In the pharmaceutical treatment of ADD/ADHD, the fundamental questions to be answered are, does a particular child have ADD/ADHD, and will he or she respond favorably to a proposed medication. The first question addresses the concern about overdiagnosis of ADD/ADHD, and the second question addresses the advisability of using medications on those who are deemed in need of it. A consideration of contributory factors including environment, upbringing, family dynamics, diet, exercise, and school environment should also contribute to the evaluation (REF re. ADD overall). If medication is to be used, it is important to determine early whether the individual will respond to proposed medication, and what is the likelihood of abreactions or side-effects, particularly in the case of depression (Schatzberg, Cole, & DeBattista, 2010).
With regard to ADD/ADHD, in the NIMH-MTA trial, a large, multicenter study of different treatments for ADD/ADHD, there was no long-term benefit seen for the use of stimulant medication, beyond 2 years. It was not possible to separate those who took stimulants from those who did not, using behavioral and observational measures as the children matured. (Swanson et al., 2007).
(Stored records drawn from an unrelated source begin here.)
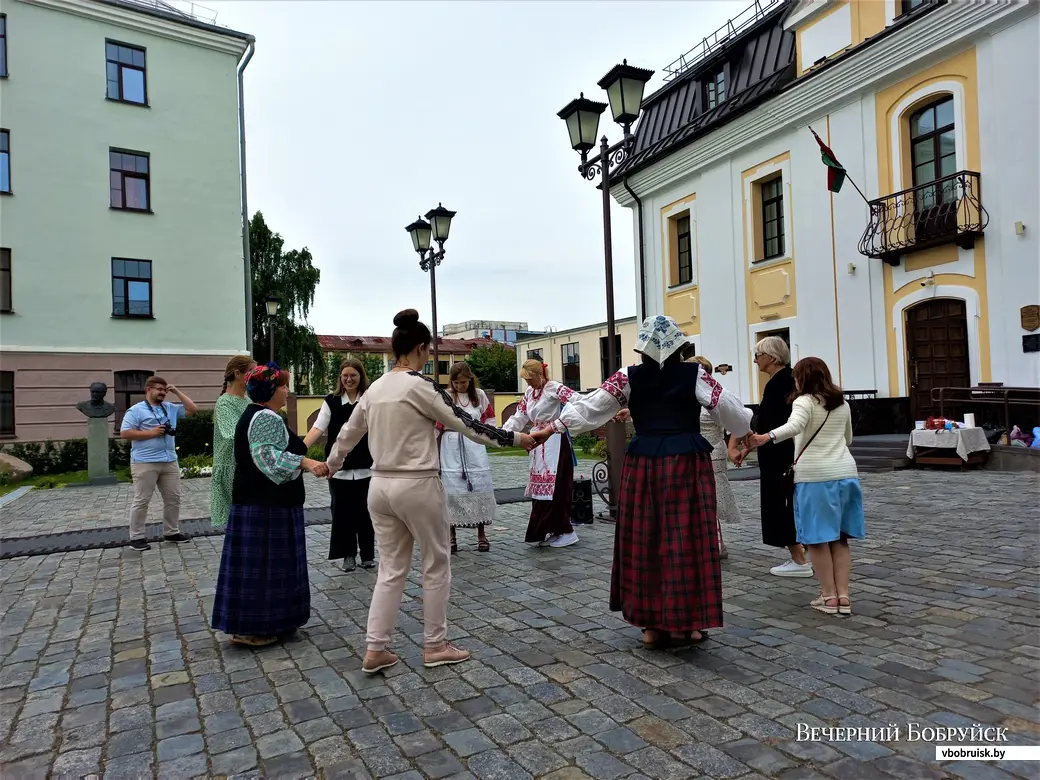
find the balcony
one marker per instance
(946, 210)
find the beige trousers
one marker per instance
(404, 512)
(148, 476)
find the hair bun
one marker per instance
(406, 318)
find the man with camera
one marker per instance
(151, 427)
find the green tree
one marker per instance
(291, 277)
(495, 366)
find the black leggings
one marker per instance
(352, 525)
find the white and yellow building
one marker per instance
(932, 108)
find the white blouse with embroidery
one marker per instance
(589, 412)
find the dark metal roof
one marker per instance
(760, 62)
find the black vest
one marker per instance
(666, 412)
(360, 458)
(254, 488)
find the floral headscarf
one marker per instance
(260, 383)
(659, 338)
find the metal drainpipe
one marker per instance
(248, 265)
(643, 267)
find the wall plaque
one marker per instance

In addition, the overall rate of nonresponse was estimated at 30%, indicating that 1 in 3 children given stimulants did not benefit, but was still exposed to risks (Hermens, Rowe, Gordon & Williams, 2006). In view of the current shortage of stimulant medications, reducing the demand by 30% would have the additional benefit of ensuring that those who respond to it will have sufficient quantities available and affordable ( LA Times, 2012).
The current limitations in efficacy and response rates are all predicated on the use of group data in determining protocols and predicting response. Therefore, all individuals with a particular profile of symptoms will be included in a particular diagnosis, and that diagnosis is used to select appropriate medications. However, as the cited studies show, the effectiveness of this approach is approximately two-thirds. Moreover, this leads to a trial-and-error approach which is taxing to the patient as well as to the system. Because of the possible variations in individual origins and types of ADD/ADHD, an individualized approach is indicated. Therefore, rather than relying on combinations of symptoms to select medications, it may be beneficial to focus on underlying mechanisms and dysregulations, and to address these directly. If biomarkers can be identified and used to select medications, a potential improvement in overall outcomes can be expected. These can include genetic and other information, and can also incorporate the EEG. EEG can be used to differentiate subtypes of ADD/ADHD, which can be helpful in predicting medication response, therefore in selecting and evaluating medications.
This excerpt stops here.